半自然草地における刈り取り処理の違いによるオオキンケイギクCoreopsis lanceolata 侵入群落の構造変化

*斎藤達也(信州大院・農),大窪久美子(信州大・農)

特定外来生物オオキンケイギクは,近年,ワイルドフラワー緑化に使用され,一部が逸出,各地の河川敷や堤防草地等で優占群落を形成している.斎藤・大窪(2006)では,本種の定着と優占が半自然草地群落の種組成と構造を改変したことを報告した.本研究では,本種の優占する半自然草地において,異なる頻度の刈り取り処理を行い,優占度と群落構造の変化を追跡し,本種侵入後の低茎草原群落における植生管理手法の検討を行うことを目的とした.

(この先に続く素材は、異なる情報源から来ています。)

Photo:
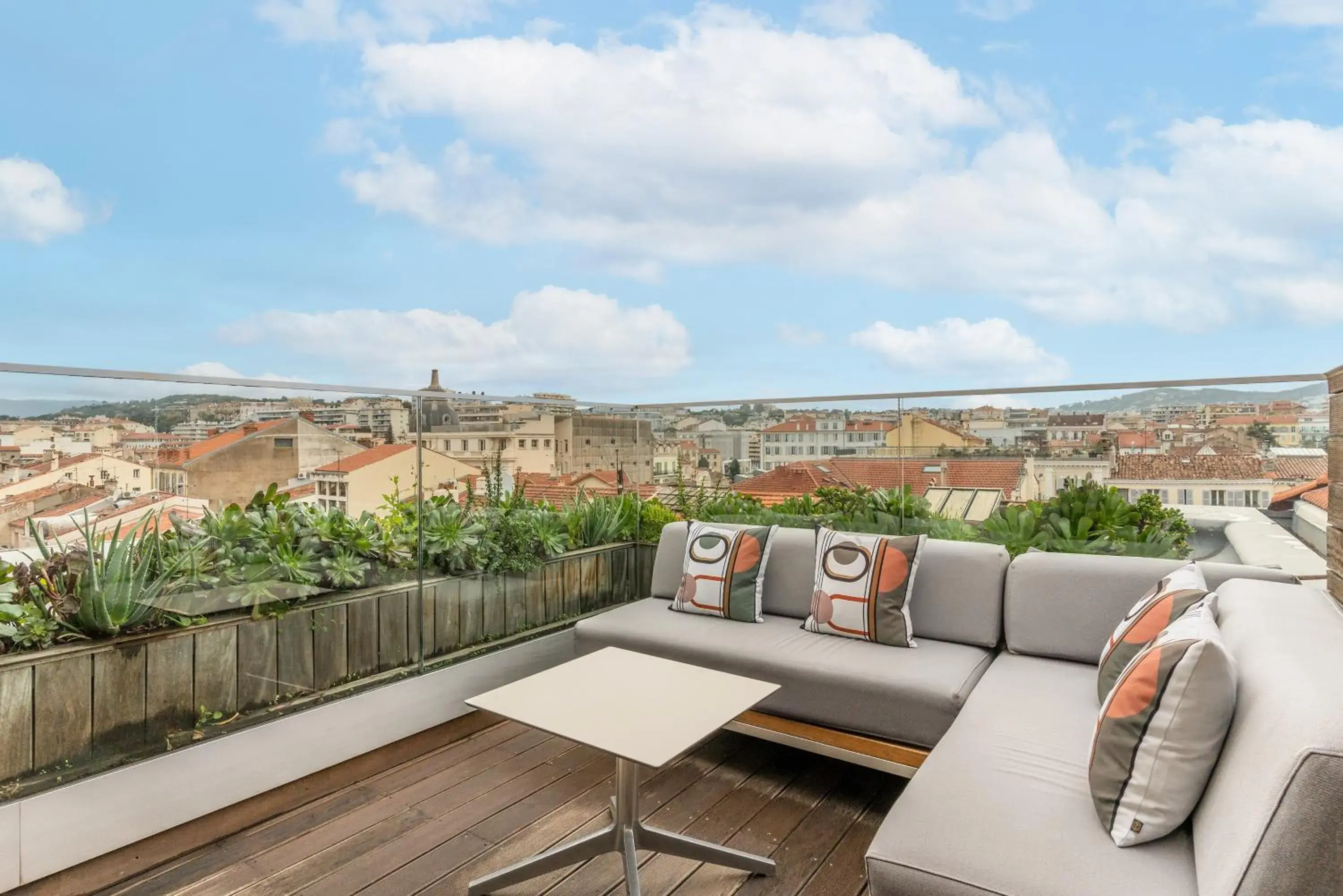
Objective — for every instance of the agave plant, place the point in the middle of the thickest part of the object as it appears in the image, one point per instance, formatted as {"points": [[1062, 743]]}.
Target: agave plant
{"points": [[450, 538], [346, 569], [119, 581], [1017, 529]]}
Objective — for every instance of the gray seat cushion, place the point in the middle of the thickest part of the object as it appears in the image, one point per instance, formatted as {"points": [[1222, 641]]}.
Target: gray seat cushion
{"points": [[957, 594], [1067, 605], [1002, 805], [1271, 821], [899, 694]]}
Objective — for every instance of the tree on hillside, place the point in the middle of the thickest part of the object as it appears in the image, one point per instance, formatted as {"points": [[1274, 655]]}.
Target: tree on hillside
{"points": [[1262, 434]]}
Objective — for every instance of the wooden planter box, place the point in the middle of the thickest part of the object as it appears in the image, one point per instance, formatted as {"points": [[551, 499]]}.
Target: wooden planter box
{"points": [[81, 708]]}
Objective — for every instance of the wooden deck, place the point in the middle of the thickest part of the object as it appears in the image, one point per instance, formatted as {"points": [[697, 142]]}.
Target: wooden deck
{"points": [[433, 823]]}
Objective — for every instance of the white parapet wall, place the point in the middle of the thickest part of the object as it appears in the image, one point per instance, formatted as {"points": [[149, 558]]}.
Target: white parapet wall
{"points": [[1259, 541], [62, 828]]}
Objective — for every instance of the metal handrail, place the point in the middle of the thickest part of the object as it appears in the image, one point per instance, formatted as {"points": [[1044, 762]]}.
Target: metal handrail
{"points": [[798, 399]]}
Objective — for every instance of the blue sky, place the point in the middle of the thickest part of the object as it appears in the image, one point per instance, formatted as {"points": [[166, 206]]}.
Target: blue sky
{"points": [[657, 201]]}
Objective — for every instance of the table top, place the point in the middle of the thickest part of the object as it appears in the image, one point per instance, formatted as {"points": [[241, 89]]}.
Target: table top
{"points": [[642, 708]]}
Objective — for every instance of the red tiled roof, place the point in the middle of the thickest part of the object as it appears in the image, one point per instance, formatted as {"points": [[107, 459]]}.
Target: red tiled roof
{"points": [[37, 495], [201, 449], [1143, 438], [563, 490], [1282, 502], [1197, 467], [805, 478], [364, 459], [1247, 419], [1299, 468], [69, 507], [794, 425]]}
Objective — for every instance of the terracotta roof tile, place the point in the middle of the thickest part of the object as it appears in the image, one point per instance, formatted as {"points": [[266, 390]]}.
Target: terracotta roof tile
{"points": [[1299, 468], [805, 478], [364, 459], [1197, 467], [1291, 495], [1319, 498]]}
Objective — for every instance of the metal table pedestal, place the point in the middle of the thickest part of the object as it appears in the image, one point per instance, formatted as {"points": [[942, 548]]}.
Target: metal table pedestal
{"points": [[625, 835]]}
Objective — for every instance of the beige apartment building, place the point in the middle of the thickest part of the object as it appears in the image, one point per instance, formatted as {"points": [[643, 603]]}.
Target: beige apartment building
{"points": [[234, 465], [598, 442], [358, 483], [524, 445], [919, 435], [92, 469]]}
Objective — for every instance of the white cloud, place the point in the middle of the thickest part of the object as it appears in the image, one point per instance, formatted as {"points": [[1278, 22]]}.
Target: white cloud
{"points": [[332, 21], [552, 335], [542, 29], [34, 205], [800, 336], [1302, 13], [955, 346], [996, 10], [739, 143], [845, 17]]}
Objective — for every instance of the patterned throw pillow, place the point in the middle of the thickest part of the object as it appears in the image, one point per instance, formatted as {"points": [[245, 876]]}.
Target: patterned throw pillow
{"points": [[864, 584], [1166, 602], [723, 573], [1161, 731]]}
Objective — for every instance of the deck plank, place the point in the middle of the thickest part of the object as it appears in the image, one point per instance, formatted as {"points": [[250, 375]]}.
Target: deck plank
{"points": [[436, 821]]}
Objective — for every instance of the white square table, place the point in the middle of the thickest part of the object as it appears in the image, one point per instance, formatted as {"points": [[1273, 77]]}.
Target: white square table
{"points": [[645, 711]]}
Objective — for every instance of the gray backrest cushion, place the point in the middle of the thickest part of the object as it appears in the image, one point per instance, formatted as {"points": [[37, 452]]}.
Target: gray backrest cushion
{"points": [[1067, 605], [1271, 817], [958, 589], [789, 572]]}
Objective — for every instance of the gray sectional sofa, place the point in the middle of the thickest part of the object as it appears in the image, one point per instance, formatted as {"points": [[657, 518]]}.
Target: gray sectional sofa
{"points": [[1002, 690]]}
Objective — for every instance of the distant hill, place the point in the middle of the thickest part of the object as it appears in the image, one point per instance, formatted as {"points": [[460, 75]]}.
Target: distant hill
{"points": [[27, 406], [1165, 397], [166, 411]]}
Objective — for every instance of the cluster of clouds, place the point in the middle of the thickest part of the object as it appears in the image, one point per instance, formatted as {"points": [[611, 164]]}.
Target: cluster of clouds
{"points": [[736, 140], [829, 147], [565, 335], [34, 205]]}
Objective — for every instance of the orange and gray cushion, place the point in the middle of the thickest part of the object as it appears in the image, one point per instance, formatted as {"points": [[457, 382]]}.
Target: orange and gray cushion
{"points": [[723, 574], [863, 586], [1065, 605], [1163, 604], [1161, 731], [959, 589], [910, 696], [1001, 806]]}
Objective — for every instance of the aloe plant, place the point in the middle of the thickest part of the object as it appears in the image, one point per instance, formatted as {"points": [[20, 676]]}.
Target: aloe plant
{"points": [[119, 581]]}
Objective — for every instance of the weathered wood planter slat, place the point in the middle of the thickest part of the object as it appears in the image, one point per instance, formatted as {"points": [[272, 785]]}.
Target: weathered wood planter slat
{"points": [[80, 708]]}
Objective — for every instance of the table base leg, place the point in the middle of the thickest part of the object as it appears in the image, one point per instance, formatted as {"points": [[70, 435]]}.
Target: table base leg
{"points": [[625, 835]]}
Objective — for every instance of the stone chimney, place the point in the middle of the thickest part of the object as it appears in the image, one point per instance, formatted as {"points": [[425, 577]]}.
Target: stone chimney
{"points": [[1334, 555]]}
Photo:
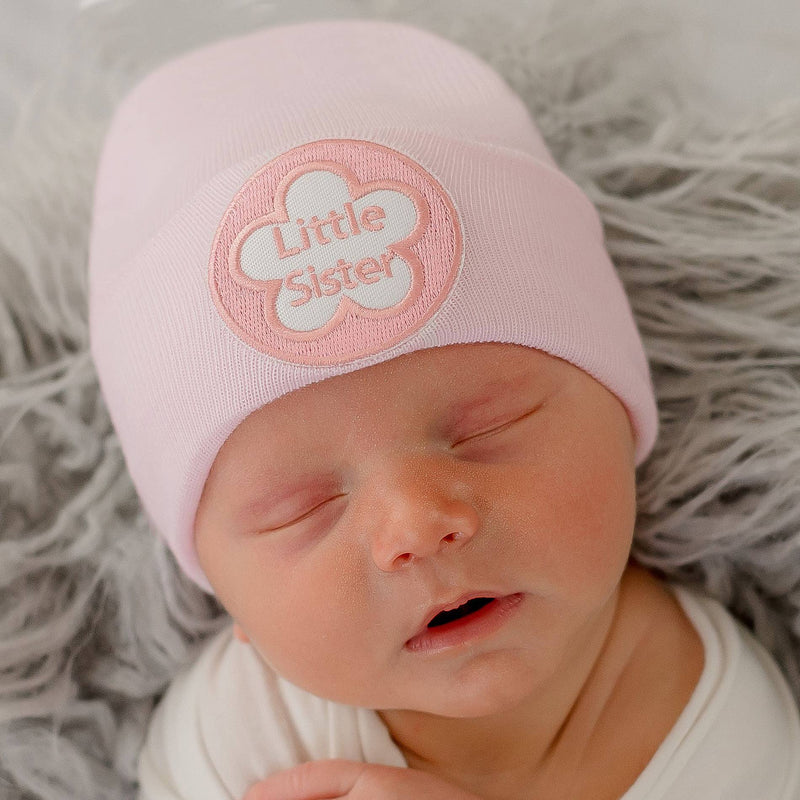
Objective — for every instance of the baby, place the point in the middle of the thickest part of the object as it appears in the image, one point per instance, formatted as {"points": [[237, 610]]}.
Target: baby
{"points": [[379, 387]]}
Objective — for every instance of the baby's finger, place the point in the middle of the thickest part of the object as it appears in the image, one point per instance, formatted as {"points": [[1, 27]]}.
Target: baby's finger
{"points": [[314, 780]]}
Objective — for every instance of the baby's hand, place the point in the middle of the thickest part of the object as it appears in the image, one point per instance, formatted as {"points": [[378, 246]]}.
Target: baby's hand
{"points": [[336, 778]]}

実験地は信州大学農学部構内の半自然草地で,シバ優占群落(Zj型),オオキンケイギク優占群落(Cl型),ススキ優占群落(Ms型)の3群落型から構成される(斎藤・大窪2006).2005年よりこれらの群落型に2m×2mの方形区を設定し,それぞれ無処理区(T1),6月刈り取り区(T2),6,1月刈り取り区(T3),6,9,1月刈り取り区(T4)を設定した(Zj,Ms型;2反復,Cl型;3反復).植物体は根際で刈り取り,方形区外へ運び出した.植生調査を2005年6,9月,2006年1,6,9月に実施し,同時期に群落下層の相対光量子密度と土壌含水率を測定した.

処理前の2005年と翌年の6月のオオキンケイギクの優占度(被度と植物高の積)を比較すると,Zj型のT1で増加,T2で変化なし,T3,T4で減少傾向だった.Cl型のT2で変化なし,T1,T3,T4で減少傾向だった.Ms型のT2,T3,T4では増加,T1で減少した.オオキンケイギクの群落内での相対的な地位はZj型のT1で増加,他ではほぼ変化なし,Cl型の全処理区でやや減少した.群落下層の相対光量子密度は刈り取り頻度の高い処理区ほど高かった.また,Cl型ではT2,T3,T4で低茎草原生の匍匐形や偽ロゼット形等の小型植物が増加傾向にあった.大会では群落構造の変化について詳説する.